先ほどのお答えも含め、今後日本はどのようになっていくのが望ましいと思いますか?」

 

「やっぱり今までのような偏差値教育を脱して、子供達が自ら問題を発見して、その問題に対して最善の答えを見つけていくという形の教育を創り上げていく必要があると思います。

そして、日本に閉じこもるのではなく、世界に飛び出していくという流れを一般化していくのが望ましいですね。

 

日本は素晴らしい国なんだけど、だた『日本は素晴らしい』というだけではなく、『グローバリゼーション』という観点をしっかりと持って、日本人というよりは『地球人』という意識を持つと良いと思います。

『日系地球人』であれということですね。日本に誇りを持ちつつ、地球人として生きているという意識を持つ。『韓国系地球人』『中国系地球人』というのも良いと思います。

これが『日本人!』『中国人!』『韓国人!』と主張しすぎてしまうと、これからの世界ではうまく回っていかなくなるのではないかと思いますね。

 

だから、さっき言ったように『地球人』として多くの子供が育っていってくれれば嬉しいですね。」

 

「なるほどなあ。」

 

「その流れは、いい意味で『国民国家を解体していく』というプロセスになり得るわけです。

今はどちらかというと、それぞれが孤立して、『我々の行動は我々が決める』みたいになってきていますが、そうじゃなくて、国境などを意識せずに全員が『地球人』としてまとまっていくということです。」

 

「では、もう少し対象の幅を狭めて、今の日本の若者、特に学生の問題点はなんだと思いますか?」

 

「英語です!!!」

 

「即答ですね(笑)村上さんの著書でも散々述べられてましたもんね。」

 

「これはもう残念ながらだけど、地球人の標準語は英語になってしまったわけです。(笑)もうここは、良い悪いの話をしても仕方がないんです。そうなってしまったんだから。

だったら、その標準語を話せるようになるということは、最低限やっておかないと、あと10年したら本当に困ると思います。

『今何やったらいいかわかない』と言ってる人間は、もう英語だけやりなさい。(笑)

 

でもね、それは何も難しいことをやれってわけじゃないの。

中学校の英語の教科書3冊を、毎日1時間CDを聴きながら音読しなさい。それを1年継続すれば、誰でもその中学校の教科書の内容が頭の中で鳴るようになります。その状態になれば、そのあとは自ずと道が拓けていきます。

なので、ひたすら中学校の教科書の音読を毎日1時間おやりなさい。」

 

「その一方で、『グーグル翻訳がもっと発達するはずだから、勉強する必要はない』なんて言う方もいますよね?僕はこの意見大っ嫌いなんですけど。(笑)」

 

「それはね、確かに翻訳の性能は上がってきてます。

でもね、翻訳のもっと上の段階として想定できる『Google耳』『Google口』なんていうものが出てきそうかというと、なかなか出てこないんです。まずもって、その問題があります。

書いてあるものの翻訳とかはうまくできると思いますが、そもそも英語は地球人の標準語なわけです。

 

そして、英語にはロジックが存在するんです。そこが身についていないと、そもそも日本の外の国では会話できないと思います。

それに、英語は言葉としては簡単な部類なわけですから。だから標準語として普及したわけですから。

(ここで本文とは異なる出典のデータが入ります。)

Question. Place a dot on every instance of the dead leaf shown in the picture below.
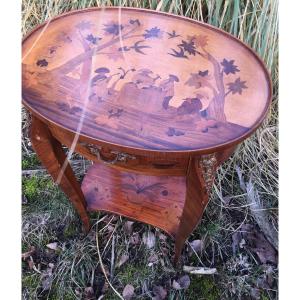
(199, 270)
(257, 242)
(122, 260)
(159, 292)
(24, 199)
(182, 283)
(162, 237)
(255, 294)
(152, 259)
(236, 238)
(135, 239)
(28, 253)
(89, 293)
(30, 264)
(46, 282)
(128, 292)
(128, 227)
(197, 246)
(52, 246)
(149, 239)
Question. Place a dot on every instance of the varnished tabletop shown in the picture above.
(144, 80)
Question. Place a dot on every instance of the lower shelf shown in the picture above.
(155, 200)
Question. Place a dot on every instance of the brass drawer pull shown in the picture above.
(118, 156)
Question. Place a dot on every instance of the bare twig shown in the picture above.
(102, 266)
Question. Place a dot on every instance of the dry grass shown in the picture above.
(48, 216)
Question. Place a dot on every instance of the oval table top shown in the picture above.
(145, 80)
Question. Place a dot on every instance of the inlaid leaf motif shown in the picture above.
(84, 25)
(229, 67)
(42, 62)
(179, 53)
(154, 32)
(113, 28)
(173, 34)
(188, 46)
(93, 39)
(237, 86)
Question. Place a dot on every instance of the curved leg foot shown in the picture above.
(200, 177)
(51, 154)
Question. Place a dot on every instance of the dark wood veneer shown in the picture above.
(157, 101)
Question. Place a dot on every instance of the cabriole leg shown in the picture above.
(50, 152)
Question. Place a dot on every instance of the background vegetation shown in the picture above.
(60, 263)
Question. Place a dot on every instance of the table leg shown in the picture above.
(50, 152)
(199, 181)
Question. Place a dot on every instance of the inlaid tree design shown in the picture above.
(197, 45)
(112, 94)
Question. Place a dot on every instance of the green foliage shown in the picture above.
(30, 162)
(203, 288)
(254, 22)
(32, 186)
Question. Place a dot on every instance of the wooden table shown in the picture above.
(157, 101)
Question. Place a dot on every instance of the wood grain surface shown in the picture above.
(143, 79)
(155, 200)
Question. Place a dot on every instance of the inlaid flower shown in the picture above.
(93, 39)
(154, 32)
(188, 46)
(42, 63)
(237, 86)
(229, 66)
(113, 28)
(84, 25)
(199, 40)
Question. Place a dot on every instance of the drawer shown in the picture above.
(153, 164)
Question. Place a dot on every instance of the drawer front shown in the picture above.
(122, 160)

そして、将来エイリアンたちに『こいつは標準語も話せないような、猿の中でも下等の猿だ』と思われないようにもしないとだめだからね。(笑)」

 

「なるほど。ありがとうございます。

では、日本のビジネスパーソンの問題点はなんでしょうか?」

 

「そうですね、まず日本のビジネスパーソンが基礎的な能力が劣るということは無いと思っています。

だけども、リスクを取らないとか、前例のあることしかやれないというのは大きな弱点だと思います。

 

先に『正解はどこにあるんだ』と探してしまう。そうじゃないんです。

正解があるかどうかもわからない問題を見つけにいかないといけない。

これはハイリスクですよ。でもその一方でハイリターンでもあるわけ。

 

ビジネスパーソンの問題点として感じるところは、そこらへんですかね。まあそれも、これまでの教育の結果なんですけどね。」

 

「たしかに。『起業』『ベンチャー』という言葉も盛り上がりを見せていますが、それでもやはり静的安定を求める方が大多数ですもんね。

では別の質問で、今現在僕がこのメディアを作ったり、webサービスを開発しているというのは、日本そして世界での『教育格差』『機会格差』を痛感したからなんですね。」

 

「あー、なるほど。」

 

「例えば、優良セミナーやイベントは東京でばかり行われていて、テクノロジーが発展してもなおライブストリーミングが行われていないだとか。。。」

 

「私はね、そこらへんの格差はあまり問題じゃないと思ってるね。そういったところはインターネットが解決してくれるから。

 

このインターネットの時代では、距離は意味を成さないわけ。僕らはグローバル時代、つまり球面の上で生きているわけです。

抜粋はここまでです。